Our study has several strengths and limitations. More than 35 thousand of patients were included and, in spite of the nearly 1000 patients with type 2 DM lost, there were no differences in the incidences and incidence rates between the groups after propensity matching. We tried that the possibility of residual confounding, by the measured covariates and confounding by the unmeasured covariates that explain the associations between Type 2 DM and first cardiovascular event, were unlikely, considering that our patients were matched in 22 baseline characteristics and the conclusions of our analysis of sensitivity suggest that the association between Type 2 DM and a first cardiovascular event was quite insensitive to an unmeasured binary confounder.

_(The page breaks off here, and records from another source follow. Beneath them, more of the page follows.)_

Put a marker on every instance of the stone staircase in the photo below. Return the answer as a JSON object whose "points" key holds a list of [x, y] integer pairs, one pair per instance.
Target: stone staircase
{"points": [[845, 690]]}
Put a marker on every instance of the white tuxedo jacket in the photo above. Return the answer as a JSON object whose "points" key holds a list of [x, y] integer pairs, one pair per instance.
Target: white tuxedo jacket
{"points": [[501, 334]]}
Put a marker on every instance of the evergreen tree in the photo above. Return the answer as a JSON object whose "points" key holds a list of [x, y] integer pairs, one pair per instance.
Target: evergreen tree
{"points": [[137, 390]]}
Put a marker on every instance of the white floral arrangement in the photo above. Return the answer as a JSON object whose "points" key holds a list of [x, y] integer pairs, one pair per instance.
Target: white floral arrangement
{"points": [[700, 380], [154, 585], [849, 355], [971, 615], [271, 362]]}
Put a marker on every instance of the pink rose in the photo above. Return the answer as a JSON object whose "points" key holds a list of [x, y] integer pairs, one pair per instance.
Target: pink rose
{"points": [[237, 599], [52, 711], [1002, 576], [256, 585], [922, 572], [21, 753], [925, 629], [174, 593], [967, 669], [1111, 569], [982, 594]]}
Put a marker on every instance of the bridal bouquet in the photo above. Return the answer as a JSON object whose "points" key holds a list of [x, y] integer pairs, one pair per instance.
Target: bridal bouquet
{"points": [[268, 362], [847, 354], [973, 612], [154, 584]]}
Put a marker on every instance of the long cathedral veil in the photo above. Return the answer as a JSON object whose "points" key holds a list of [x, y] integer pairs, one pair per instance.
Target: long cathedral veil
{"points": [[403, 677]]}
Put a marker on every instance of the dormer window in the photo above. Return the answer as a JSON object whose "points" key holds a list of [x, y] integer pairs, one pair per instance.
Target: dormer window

Within limitations, we faced restrictions to access to sociodemographic data due to restrictions from the insurance company. In order to identify the diagnosis of cardiovascular outcomes we used the records of previous cardiovascular events and the ICD-10 hospital discharge code. However, we could not have data on confirmatory tests.

On the other hand, the exact date of death of patients and date of enrollment on the cardiovascular risk management program was not available.

We did not have access to information related to the treatment of cardiovascular events such as medications, thrombolysis, percutaneous coronary intervention (PCI), coronary artery bypass surgery (CABG), etc. In conclusion, in the poor population of the Colombian Caribbean without a personal history of cardiovascular events receiving standard therapy, DM produces cardiovascular outcomes. It is not known if a more aggressive screening of DM, DM education at every level, quality care registries and taxes on sugary drinks can reduce the risk of a first cardiovascular event in these patients and should be determined prospectively in future studies in Latin America.